Finding out the IRS is auditing you may get your mind racing, but try not to panic. Most IRS audits are not the drawn-out, harrowing experiences you may think that they are. Understanding more about the process may help calm your nerves and allow you to prepare appropriately.
Per the Motley Fool, tax audits fall into one of three categories: audits conducted via mail, in-office audits and field audits.
Audits conducted via mail
Most IRS audits take place through the mail, meaning you may never have to visit someone’s office or have someone visit yours. When the IRS audits you via this method, plan on having to produce documentation that may help answer any questions the administration may have.
The in-office audit is often more involved than an audit conducted over the mail.
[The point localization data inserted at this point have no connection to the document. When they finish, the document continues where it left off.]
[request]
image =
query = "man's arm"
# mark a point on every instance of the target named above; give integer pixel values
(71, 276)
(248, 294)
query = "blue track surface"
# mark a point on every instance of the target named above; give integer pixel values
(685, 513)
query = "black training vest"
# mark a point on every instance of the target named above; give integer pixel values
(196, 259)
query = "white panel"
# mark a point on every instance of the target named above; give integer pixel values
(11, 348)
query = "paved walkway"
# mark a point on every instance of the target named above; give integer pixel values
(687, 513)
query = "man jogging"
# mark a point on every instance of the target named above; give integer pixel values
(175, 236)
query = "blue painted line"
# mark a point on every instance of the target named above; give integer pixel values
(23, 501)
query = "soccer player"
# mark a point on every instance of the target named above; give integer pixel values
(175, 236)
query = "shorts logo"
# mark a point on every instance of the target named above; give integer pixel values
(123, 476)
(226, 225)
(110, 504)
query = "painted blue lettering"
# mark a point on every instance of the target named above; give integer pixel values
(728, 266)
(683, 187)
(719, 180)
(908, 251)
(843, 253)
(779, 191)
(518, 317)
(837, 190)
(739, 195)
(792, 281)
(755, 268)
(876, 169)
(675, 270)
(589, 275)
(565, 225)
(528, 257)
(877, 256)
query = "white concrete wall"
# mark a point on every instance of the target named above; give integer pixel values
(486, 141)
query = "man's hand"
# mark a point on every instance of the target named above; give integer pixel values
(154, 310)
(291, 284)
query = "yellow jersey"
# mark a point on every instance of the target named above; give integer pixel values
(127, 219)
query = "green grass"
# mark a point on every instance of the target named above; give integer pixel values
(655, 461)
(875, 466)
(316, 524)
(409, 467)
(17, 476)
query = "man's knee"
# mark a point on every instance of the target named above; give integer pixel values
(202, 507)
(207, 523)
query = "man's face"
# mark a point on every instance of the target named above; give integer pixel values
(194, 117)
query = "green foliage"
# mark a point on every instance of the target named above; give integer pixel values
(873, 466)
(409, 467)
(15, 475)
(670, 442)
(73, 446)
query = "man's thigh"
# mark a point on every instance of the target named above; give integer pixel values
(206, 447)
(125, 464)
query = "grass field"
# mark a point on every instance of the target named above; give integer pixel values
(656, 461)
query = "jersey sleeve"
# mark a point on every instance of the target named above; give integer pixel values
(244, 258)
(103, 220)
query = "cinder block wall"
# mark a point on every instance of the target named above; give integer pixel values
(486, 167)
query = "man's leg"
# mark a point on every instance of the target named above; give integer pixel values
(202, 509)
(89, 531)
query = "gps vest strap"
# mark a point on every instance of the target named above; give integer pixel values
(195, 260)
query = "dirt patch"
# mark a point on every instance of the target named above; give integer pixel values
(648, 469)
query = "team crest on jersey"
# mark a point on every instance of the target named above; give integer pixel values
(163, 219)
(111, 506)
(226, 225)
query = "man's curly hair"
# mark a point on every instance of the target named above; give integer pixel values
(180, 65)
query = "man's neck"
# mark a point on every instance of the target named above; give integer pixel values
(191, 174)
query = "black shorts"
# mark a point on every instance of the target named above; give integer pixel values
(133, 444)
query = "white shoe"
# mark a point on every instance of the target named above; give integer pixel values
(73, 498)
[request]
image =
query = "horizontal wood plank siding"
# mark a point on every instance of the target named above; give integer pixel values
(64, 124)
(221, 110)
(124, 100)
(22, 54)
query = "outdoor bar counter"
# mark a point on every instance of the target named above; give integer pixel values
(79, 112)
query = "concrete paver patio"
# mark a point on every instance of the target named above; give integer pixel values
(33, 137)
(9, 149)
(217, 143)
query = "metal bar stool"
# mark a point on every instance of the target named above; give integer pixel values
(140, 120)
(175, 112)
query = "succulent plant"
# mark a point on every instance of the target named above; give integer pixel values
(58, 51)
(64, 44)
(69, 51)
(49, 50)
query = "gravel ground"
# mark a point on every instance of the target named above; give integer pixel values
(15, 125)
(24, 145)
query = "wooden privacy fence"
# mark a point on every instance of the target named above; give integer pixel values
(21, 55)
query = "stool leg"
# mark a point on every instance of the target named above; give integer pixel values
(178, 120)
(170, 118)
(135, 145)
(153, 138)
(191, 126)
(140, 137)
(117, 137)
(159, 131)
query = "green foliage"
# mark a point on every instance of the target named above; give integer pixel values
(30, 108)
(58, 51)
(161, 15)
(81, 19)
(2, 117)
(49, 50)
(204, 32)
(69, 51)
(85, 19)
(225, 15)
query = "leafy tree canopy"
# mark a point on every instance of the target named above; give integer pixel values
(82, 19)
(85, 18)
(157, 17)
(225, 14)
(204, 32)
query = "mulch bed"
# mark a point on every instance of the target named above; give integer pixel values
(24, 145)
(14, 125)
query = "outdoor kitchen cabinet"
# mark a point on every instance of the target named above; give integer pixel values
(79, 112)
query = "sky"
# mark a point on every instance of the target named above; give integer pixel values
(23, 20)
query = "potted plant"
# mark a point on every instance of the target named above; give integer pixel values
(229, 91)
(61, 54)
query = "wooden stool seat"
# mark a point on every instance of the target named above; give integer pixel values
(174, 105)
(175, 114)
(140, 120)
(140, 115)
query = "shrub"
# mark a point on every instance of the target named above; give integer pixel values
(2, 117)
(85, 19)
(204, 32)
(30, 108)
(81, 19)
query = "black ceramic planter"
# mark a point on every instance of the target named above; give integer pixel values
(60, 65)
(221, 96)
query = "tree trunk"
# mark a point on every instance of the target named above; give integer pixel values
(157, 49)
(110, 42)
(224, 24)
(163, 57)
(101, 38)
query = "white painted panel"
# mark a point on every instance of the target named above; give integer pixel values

Plan on visiting your local IRS office to meet with a representative who may need more information than a paper trail provides. You may also have the opportunity to bring an accountant or legal representation with you to your in-office tax audit.
Field audits are often the most comprehensive of the three audit types. You may need to undergo a field audit if there are glaring inconsistencies on, or numerous questions raised by, your tax return. This type of audit may involve you having an IRS representative visit you at your home or place of business to investigate any red flags it identified when reviewing your return. Keep in mind that a field audit does not automatically mean big trouble, but it may result in a change to your tax return. About 90% of audits result in at least one such change.